Ferrovial has reported a solid start to 2026, with the Spanish multinational infrastructure company posting a 10.2% rise in consolidated revenue and a 15% increase in adjusted EBITDA for the first quarter. The figures, which are up on a like-for-like basis, reflect strong performance across the group's core businesses, led primarily by its North American highway operations.

Chief Financial Officer Ernesto López Mozo highlighted that the growth in the US and Canada was driven by a combination of higher traffic volumes and increased toll rates. The 407 ETR toll road in Canada delivered a particularly strong quarter, with revenue surging 20% and toll revenue climbing 22.1% following rate hikes implemented on January 1, 2026.

In the United States, Ferrovial's managed lanes in the Dallas-Fort Worth area also outperformed expectations despite adverse weather conditions. Revenue per transaction rose sharply across the network, with the North Tollway (NTE) seeing an 18.3% increase, the LBJ Expressway up 11.5%, and the North Tollway 35W (NTE 35W) growing by 17.3%. The CFO attributed these gains to a favourable traffic mix involving higher volumes of heavy vehicles and ongoing technology enhancements that improved vehicle classification.

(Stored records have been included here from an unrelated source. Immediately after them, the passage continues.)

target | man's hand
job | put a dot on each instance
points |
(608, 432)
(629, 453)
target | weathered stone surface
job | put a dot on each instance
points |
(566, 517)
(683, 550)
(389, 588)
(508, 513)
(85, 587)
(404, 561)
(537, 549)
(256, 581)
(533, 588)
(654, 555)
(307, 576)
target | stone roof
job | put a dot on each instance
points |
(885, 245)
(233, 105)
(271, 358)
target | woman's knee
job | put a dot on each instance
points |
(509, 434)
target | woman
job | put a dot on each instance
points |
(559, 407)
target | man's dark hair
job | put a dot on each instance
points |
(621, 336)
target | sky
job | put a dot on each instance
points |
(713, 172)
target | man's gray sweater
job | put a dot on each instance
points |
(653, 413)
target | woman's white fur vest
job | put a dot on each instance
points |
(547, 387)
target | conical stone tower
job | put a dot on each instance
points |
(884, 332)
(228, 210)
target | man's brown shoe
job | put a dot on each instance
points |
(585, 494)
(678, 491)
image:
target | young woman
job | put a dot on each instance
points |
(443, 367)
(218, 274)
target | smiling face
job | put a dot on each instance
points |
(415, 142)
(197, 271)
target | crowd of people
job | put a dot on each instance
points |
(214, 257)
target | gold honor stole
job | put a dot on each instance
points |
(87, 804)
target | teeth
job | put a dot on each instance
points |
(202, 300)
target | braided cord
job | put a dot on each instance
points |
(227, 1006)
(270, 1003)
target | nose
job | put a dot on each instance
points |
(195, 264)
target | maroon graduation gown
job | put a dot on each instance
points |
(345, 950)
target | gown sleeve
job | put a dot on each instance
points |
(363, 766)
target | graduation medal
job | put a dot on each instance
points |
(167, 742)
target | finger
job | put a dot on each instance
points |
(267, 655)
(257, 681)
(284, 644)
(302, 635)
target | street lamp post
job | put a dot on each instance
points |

Construction activity continues to advance significantly at the New Terminal One project at John F. Kennedy International Airport. As of the end of the first quarter, construction progress has reached 87%, with the company targeting the completion of Phase One for the fall of 2026. The project has secured commitments from 30 airlines, comprising 21 executed agreements and nine letters of intent, underscoring strong demand for the new facility.

On the financial front, Ferrovial maintains a robust balance sheet with net cash standing at EUR 1.2 billion, excluding infrastructure projects. The board has approved a CAD 500 million dividend for payment in the second quarter of 2026. Additionally, the company issued EUR 500 million in bonds in March and announced a first scrip dividend of EUR 400 million, demonstrating a disciplined approach to capital allocation.

Looking ahead, the company's order book remains at an all-time high of EUR 17.6 billion, with nearly half of the backlog located in its core US and Canadian markets. While geopolitical instability in the Middle East has impacted international traffic volumes at Dalaman Airport, domestic traffic there rose 9.8% during the quarter. Ferrovial expects to see award decisions for new US managed lanes in Tennessee and Atlanta later in the year, continuing its strategy of balancing growth with shareholder returns.